Por contra, el dictamen ha sido esgrimido por el indepentismo como una gran victoria internacional, que debería llevar a la Justicia a la excarcelación inmediata de los procesados. El presidente de la Generalitat, Quim Torra ha anunciado en una declaración institucional desde el Salón Torres García del Palau de la Generalitat que exigirá a la Fiscalía y al Gobierno la retirada de todos los cargos contra los líderes independentistas procesados por la organización del referéndum ilegal del 1-O y ha exigido su inmediata puesta en libertad.

Torra ha anunciado que “el Govern se dirigirá formalmente a la fiscal general del Estado, a través del fiscal superior de Cataluña, para que a la vista de la decisión del Grupo de Trabajo promueva en el Tribunal Supremo y el resto de los órganos judiciales que persiguen la organización del 1-O la retirada de todas las acusaciones y pida la libertad inmediata de todos los presos políticos”.

El Govern celebrará una reunión extraordinaria este viernes para aprobar esta comunicación a la Fiscalía, que Torra sustenta en la Ley del estatuto del Ministerio Fiscal. “Cada hora de prisión es un paso más en la vulneración de los derechos humanos en España” ha añadido Torra, “una razón más que fortalece la determinación de construir una Cataluña libre y republicana”.

Este informe del Grupo de Trabajo, sin potestad para imponer su criterio jurídico sobre los países miembros de la ONU, ha sido presentada por el independentismo como un “dictamen de Naciones Unidas” que España no puede obviar. Así se ha expresado el abogado impulsor de la reclamación, Ben Emmerson, uno de los letrados del equipo internacional de Carles Puigdemont.

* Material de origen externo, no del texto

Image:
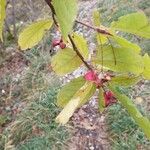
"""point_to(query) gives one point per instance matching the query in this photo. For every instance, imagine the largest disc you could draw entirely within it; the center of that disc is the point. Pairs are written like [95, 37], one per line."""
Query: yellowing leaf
[142, 121]
[146, 72]
[81, 44]
[66, 11]
[65, 61]
[120, 59]
[125, 43]
[67, 91]
[135, 23]
[2, 16]
[32, 35]
[80, 97]
[125, 80]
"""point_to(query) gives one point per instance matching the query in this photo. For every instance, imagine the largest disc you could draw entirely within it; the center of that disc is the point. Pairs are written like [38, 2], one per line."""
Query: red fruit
[90, 76]
[62, 45]
[109, 98]
[55, 43]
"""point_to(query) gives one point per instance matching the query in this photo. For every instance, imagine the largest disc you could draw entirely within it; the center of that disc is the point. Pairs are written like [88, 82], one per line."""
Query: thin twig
[53, 11]
[97, 29]
[112, 51]
[78, 53]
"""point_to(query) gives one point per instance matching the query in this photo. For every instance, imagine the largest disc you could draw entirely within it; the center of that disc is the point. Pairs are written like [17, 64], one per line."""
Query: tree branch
[78, 53]
[99, 30]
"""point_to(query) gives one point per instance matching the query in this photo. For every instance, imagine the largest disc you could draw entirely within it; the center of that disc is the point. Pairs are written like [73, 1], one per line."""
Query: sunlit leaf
[120, 59]
[80, 97]
[96, 18]
[66, 11]
[125, 43]
[33, 34]
[81, 44]
[2, 16]
[65, 61]
[142, 121]
[146, 72]
[101, 100]
[125, 80]
[135, 23]
[101, 39]
[67, 91]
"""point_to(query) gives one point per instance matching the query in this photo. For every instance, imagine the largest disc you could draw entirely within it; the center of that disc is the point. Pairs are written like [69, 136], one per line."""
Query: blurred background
[28, 87]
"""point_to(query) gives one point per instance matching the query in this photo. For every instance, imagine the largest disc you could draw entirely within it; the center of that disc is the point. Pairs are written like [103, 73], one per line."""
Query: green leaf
[146, 72]
[67, 92]
[125, 80]
[125, 43]
[101, 39]
[65, 61]
[80, 97]
[142, 121]
[2, 16]
[119, 59]
[81, 44]
[101, 100]
[135, 23]
[33, 34]
[66, 11]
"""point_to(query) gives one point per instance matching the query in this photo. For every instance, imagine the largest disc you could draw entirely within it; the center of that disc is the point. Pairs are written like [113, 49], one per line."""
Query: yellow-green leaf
[67, 91]
[96, 18]
[142, 121]
[120, 59]
[65, 61]
[101, 39]
[33, 34]
[135, 23]
[146, 72]
[81, 44]
[80, 97]
[2, 16]
[101, 100]
[66, 11]
[125, 80]
[125, 43]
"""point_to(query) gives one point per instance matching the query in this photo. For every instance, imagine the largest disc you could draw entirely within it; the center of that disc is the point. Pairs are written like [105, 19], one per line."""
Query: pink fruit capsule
[109, 98]
[90, 76]
[55, 43]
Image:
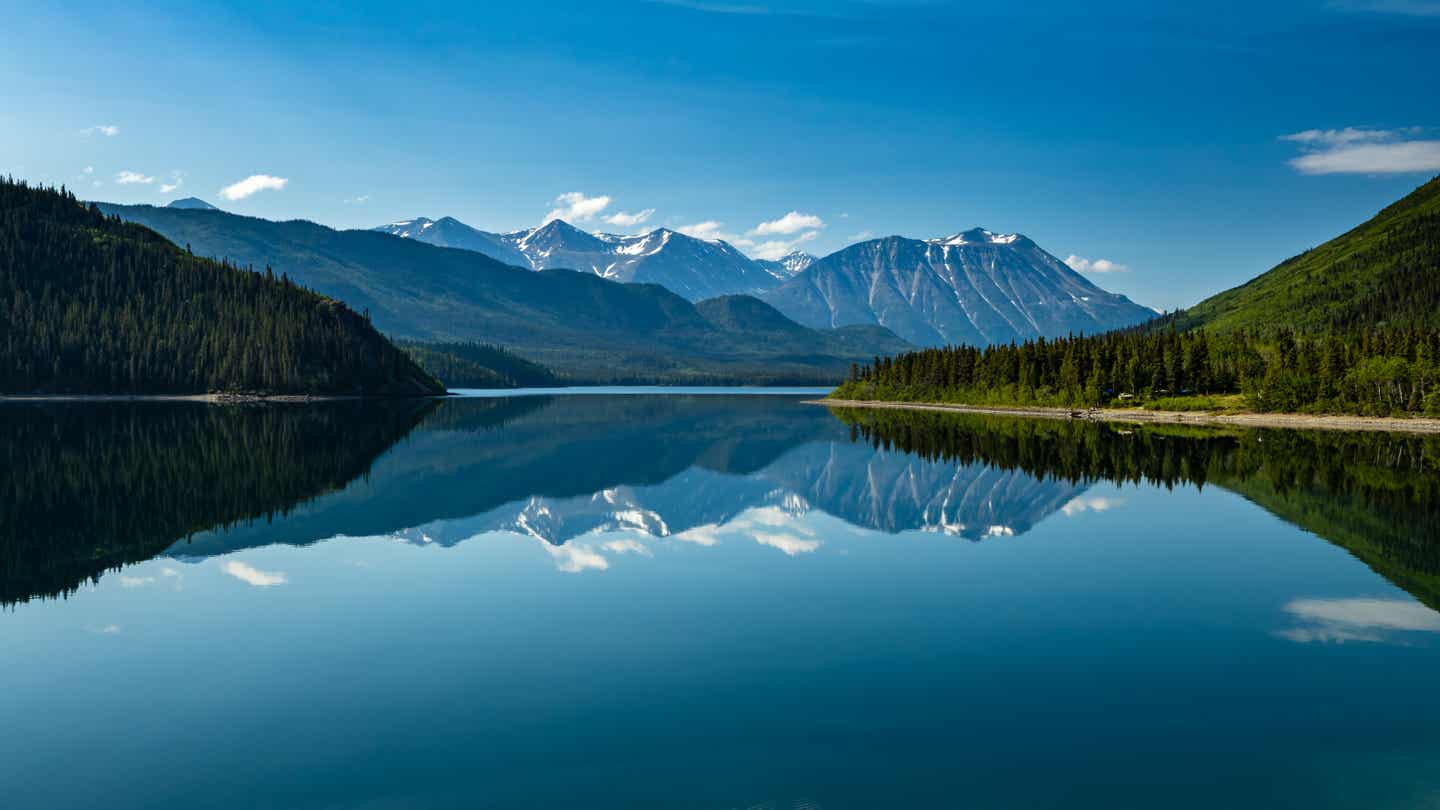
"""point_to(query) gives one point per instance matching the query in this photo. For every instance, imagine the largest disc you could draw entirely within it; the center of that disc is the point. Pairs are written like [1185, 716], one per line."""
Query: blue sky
[1142, 134]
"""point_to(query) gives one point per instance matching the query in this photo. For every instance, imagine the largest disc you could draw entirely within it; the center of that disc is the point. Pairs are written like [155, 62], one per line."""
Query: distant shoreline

España debe sacarse de encima los instintos autoritarios heredados de la dictadura” asegura Emmerson, impulsor del dictamen

Emmerson ha advertido además al Gobierno que “si pretende demostrar que España es una democracia no tiene otra alternativa que liberar a los prisioneros políticos”. “Si no los liberan”, ha añadido, “España será condenada como un Estado pirata que está actuando en el centro de la Unión Europea”. Por ello, ha reclamado la amnistía para todos los procesados y el inicio de una “negociación internacional” que conduzca a la celebración de un referéndum de autodeterminación.

“La decisión de hoy debería marcar un punto de inflexión” ha concluido el abogado, quien ha conminado a España a “sacarse de encima los instintos autoritarios que ha heredado de la dictadura, las democracias no encarcelan a políticos democráticamente elegidos”.